Снаружи ревела гармонь, пели величальную песню, играли свадьбу. Жених и невеста садились в украшенные лентами сани, мчались во весь опор по румяным снегам, и окрестность стонала и гикала от неистовой русской гульбы.
Стрижайло представлял себе роскошную, с разноцветными иллюстрациями книгу, которую он превратит в мину-ловушку. Передаст ее Дышлову, и та лопнет в его руках смертоносным взрывом.
— Ну, теперь давай поговорим о конкретных мероприятиях избирательной компании, — деловито произнес Дышлов, доставая блокнотик и собираясь записывать. Этих блокнотиков у него было множество. Он записывал в них мысли интересного собеседника, содержание телепередач, прогнозы погоды, полюбившиеся анекдоты, выдержки из выступлений Президента и Папы Римского, а также некоторые абзацы из газеты «Оракул», — о различных аномальных явлениях. — Как думаешь, какие мероприятия следует провести.
Сквозь открытые окна было слышно, как крестьянские дети играют в лапту и «горелки», девки поют «коляды», парни, построив снежную крепость, берут ее штурмом, устраивают кулачные бои, суют под лед в прорубь церковного старосту.
— Нам следует предпринять серию совместных поездок в наиболее выигрышные точки, в сопровождении операторов ведущих телеканалов, чтобы ваши встречи тут же попадали в эфир.

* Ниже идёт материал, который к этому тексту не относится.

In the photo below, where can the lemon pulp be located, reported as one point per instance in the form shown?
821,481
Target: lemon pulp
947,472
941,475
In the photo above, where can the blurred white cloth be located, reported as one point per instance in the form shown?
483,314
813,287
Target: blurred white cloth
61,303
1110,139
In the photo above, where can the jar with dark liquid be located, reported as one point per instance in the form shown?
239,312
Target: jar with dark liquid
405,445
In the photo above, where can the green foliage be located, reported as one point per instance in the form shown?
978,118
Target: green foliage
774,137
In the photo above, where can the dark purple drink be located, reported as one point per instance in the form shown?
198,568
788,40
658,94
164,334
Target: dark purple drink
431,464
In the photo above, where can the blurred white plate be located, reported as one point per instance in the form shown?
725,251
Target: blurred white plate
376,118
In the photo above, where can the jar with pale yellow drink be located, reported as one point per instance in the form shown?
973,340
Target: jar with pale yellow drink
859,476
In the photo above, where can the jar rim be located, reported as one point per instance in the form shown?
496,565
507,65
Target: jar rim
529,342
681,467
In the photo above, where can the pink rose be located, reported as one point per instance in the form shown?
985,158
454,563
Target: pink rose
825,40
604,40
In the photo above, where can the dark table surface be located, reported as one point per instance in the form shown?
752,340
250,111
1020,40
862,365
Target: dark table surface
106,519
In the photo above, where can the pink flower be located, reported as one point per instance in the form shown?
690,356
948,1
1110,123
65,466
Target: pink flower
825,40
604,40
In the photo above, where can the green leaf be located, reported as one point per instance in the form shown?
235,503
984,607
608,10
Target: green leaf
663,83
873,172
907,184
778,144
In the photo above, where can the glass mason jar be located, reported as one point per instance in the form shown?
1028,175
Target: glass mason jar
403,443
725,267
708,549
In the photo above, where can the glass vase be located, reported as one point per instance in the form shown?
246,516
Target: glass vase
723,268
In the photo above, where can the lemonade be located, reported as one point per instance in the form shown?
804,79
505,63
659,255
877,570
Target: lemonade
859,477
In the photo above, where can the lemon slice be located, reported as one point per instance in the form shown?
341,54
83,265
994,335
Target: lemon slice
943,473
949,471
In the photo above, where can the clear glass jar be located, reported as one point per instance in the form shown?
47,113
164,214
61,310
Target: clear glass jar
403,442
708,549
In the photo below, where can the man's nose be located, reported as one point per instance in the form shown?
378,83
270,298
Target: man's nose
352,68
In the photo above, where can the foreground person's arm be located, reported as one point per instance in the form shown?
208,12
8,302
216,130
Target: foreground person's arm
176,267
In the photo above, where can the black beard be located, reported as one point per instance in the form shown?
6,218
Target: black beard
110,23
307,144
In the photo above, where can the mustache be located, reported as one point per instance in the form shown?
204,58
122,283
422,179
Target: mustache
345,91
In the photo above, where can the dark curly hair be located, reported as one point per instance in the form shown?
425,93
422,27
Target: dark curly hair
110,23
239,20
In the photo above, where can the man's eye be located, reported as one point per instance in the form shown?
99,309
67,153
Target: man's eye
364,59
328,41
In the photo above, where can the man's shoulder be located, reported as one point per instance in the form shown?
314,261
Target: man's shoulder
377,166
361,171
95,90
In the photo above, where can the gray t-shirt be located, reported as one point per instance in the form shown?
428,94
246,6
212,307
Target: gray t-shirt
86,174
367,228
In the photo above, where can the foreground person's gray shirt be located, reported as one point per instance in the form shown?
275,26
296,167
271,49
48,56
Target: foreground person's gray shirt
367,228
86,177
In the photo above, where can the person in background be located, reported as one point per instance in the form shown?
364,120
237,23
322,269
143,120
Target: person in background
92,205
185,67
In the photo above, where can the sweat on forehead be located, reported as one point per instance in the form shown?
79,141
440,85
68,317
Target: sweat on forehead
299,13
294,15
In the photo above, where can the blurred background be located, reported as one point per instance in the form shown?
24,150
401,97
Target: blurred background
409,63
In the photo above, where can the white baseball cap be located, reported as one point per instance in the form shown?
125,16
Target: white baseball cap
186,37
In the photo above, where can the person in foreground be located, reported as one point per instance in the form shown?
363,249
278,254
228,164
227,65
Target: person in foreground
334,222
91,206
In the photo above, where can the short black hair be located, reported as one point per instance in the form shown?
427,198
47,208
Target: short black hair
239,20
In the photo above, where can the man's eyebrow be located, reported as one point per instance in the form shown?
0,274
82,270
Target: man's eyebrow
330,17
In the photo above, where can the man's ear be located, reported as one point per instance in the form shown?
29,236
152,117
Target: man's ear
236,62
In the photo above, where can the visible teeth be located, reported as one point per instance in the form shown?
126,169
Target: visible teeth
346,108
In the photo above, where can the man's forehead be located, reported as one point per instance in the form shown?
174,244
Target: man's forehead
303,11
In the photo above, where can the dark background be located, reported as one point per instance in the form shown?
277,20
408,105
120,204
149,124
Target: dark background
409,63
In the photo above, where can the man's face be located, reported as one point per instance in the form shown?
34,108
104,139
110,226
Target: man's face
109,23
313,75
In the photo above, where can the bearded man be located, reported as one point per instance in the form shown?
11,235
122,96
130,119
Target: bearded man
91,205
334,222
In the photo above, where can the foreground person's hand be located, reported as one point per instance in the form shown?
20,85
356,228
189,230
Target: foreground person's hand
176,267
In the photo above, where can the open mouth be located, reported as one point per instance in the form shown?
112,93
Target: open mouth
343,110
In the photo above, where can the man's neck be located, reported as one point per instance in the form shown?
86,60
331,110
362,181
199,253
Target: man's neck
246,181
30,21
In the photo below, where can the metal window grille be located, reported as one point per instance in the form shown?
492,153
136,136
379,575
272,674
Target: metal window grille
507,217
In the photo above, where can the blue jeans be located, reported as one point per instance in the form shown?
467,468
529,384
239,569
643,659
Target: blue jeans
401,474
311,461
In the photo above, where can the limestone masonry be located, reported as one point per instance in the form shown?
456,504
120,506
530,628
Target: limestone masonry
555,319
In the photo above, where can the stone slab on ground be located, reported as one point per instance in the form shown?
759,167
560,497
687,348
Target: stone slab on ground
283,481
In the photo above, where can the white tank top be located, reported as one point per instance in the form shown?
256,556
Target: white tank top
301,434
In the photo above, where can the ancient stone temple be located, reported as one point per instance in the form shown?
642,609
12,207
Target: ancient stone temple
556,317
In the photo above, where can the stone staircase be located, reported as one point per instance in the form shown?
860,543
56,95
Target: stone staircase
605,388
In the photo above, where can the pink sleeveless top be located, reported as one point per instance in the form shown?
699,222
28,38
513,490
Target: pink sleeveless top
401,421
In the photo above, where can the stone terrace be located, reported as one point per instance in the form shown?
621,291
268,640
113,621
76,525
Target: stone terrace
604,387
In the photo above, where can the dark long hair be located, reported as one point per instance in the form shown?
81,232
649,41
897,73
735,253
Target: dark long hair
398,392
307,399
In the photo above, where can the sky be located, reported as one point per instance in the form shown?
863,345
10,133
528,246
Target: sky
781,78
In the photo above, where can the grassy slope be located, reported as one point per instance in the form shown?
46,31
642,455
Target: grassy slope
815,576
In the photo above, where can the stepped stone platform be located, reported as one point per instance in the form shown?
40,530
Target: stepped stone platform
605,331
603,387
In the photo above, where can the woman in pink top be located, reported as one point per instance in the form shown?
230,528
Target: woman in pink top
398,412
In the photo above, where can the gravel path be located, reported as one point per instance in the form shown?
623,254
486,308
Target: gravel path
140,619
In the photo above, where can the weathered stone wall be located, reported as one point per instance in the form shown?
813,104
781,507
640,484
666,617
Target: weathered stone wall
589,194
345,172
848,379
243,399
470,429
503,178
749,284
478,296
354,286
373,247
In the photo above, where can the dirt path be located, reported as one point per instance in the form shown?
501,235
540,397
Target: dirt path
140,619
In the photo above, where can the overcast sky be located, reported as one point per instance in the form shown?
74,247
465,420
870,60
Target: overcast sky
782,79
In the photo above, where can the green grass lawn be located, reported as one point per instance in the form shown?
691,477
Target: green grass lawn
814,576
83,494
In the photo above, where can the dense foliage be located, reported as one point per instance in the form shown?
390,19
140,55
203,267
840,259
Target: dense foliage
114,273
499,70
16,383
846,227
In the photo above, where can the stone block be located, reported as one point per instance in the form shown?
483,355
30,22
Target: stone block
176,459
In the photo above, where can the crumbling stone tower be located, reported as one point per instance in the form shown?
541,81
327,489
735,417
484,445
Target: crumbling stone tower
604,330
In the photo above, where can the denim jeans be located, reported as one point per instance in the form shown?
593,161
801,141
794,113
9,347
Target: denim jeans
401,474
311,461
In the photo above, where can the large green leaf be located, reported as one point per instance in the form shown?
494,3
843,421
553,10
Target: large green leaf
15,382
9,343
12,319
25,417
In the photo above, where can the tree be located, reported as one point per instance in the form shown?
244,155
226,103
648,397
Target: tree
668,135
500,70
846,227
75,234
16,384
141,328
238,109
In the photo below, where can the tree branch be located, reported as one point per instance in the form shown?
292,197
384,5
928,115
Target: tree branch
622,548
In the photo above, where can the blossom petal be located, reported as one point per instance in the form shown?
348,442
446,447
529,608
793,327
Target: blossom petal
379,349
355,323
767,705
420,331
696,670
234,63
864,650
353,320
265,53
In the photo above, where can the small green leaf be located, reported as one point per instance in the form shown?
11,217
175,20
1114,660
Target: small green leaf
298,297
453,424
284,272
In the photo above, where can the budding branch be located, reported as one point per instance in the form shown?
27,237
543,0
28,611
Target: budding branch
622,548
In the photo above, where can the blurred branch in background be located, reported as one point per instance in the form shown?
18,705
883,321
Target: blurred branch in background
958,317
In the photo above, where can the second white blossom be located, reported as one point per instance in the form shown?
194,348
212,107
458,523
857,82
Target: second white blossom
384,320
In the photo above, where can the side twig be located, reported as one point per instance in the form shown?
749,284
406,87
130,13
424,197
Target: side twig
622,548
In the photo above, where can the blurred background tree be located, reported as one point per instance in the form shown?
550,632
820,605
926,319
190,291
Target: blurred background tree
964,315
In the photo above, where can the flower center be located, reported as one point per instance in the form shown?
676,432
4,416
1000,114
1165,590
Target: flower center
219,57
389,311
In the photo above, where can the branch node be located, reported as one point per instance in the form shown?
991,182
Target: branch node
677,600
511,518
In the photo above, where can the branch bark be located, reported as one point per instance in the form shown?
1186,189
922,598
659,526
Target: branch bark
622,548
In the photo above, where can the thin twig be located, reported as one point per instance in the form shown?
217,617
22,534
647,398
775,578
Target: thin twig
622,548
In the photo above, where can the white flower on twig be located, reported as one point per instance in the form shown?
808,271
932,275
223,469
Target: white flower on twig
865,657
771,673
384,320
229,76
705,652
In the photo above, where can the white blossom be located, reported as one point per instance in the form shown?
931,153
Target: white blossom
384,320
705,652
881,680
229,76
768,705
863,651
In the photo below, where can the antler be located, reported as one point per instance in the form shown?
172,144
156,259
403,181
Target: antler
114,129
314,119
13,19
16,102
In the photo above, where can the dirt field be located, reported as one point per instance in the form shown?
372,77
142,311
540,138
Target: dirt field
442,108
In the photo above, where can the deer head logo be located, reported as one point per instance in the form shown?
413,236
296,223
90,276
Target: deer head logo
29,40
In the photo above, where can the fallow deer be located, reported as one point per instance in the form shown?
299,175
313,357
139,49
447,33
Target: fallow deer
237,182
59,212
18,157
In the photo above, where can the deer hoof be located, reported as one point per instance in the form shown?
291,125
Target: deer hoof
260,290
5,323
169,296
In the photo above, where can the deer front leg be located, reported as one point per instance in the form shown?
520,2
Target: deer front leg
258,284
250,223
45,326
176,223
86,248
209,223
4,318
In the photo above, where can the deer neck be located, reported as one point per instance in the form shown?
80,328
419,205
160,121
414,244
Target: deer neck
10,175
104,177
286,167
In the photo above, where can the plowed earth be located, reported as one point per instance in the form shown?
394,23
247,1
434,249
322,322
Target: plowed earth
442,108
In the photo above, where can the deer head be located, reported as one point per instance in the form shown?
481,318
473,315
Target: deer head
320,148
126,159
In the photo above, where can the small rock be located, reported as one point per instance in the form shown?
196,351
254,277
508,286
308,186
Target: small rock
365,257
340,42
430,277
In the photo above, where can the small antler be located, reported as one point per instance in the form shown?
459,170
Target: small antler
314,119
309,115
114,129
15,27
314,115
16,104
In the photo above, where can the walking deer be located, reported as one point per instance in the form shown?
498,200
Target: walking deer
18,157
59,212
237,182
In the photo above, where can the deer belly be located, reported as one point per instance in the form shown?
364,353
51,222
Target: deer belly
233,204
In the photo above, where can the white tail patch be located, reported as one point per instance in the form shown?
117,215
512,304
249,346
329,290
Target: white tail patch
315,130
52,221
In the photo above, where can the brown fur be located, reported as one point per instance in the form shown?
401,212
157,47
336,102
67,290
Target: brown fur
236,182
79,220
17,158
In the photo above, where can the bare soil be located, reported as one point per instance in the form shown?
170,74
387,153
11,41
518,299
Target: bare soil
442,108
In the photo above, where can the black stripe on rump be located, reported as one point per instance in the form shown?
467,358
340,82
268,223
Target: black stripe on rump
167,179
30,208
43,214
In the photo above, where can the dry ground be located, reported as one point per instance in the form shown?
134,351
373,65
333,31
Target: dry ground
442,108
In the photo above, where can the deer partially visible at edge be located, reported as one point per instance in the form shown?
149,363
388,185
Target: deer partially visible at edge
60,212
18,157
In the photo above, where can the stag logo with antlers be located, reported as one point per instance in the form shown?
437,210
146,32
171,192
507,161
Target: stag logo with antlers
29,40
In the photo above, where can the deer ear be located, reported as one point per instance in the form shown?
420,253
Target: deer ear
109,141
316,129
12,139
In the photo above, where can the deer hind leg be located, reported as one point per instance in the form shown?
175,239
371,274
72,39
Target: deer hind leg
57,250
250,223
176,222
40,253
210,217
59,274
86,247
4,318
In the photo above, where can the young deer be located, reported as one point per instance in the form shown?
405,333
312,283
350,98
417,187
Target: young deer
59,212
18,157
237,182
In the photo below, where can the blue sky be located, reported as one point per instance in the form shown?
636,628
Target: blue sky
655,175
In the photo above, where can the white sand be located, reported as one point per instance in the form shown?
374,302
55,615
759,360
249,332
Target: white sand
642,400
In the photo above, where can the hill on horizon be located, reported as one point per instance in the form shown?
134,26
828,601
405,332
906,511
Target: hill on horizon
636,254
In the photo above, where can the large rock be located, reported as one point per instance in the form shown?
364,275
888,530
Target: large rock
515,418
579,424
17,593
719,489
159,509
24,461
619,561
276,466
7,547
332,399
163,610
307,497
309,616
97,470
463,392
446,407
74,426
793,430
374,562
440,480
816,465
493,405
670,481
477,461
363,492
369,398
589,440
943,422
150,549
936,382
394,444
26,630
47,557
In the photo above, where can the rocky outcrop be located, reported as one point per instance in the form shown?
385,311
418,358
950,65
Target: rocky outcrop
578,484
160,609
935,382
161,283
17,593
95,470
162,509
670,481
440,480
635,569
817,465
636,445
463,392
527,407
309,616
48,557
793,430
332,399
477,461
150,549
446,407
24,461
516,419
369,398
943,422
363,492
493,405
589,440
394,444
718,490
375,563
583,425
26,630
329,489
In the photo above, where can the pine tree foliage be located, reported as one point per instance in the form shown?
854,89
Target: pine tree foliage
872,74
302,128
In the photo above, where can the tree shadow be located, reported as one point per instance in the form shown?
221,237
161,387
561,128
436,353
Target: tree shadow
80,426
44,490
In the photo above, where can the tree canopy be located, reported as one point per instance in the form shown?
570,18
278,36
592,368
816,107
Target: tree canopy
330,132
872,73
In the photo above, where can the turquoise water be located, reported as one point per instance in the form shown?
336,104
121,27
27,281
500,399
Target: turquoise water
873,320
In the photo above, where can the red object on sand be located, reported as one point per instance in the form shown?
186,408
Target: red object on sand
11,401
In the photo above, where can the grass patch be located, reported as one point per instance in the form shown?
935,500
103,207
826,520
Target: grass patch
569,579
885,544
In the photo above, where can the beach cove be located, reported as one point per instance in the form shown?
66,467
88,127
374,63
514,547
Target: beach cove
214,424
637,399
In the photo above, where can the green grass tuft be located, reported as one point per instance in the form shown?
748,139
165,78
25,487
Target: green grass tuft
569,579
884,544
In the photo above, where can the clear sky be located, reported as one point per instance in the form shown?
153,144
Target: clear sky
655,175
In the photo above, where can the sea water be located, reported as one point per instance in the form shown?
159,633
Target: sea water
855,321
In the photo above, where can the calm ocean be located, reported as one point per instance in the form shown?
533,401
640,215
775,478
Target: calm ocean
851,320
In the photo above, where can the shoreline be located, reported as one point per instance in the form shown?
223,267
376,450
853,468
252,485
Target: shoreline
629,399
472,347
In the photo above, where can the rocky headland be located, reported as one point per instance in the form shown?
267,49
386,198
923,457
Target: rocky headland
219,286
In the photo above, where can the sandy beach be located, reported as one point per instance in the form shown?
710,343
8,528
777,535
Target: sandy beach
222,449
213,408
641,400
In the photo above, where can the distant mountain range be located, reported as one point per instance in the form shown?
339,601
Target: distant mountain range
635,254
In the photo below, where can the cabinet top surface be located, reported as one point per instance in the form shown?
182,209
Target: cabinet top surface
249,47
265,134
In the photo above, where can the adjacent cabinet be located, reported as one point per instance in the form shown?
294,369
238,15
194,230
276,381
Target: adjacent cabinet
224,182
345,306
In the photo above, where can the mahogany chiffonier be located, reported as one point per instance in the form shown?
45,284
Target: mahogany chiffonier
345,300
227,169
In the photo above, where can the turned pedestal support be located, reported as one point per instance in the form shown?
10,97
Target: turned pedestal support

Я разработал перечень наиболее эффектных встреч, на которых вы предстанете державником, носителем левых взглядов, выразителем русской идеи.
За окнами освящали сельский храм, отпевали покойника, водили крестный ход в иссушенных засухой полях, вымаливая у Бога дождя. А так же дрались, копали колодец, пили водку, усевшись вкруг перед черным противнем, на котором золотились поджаренные караси.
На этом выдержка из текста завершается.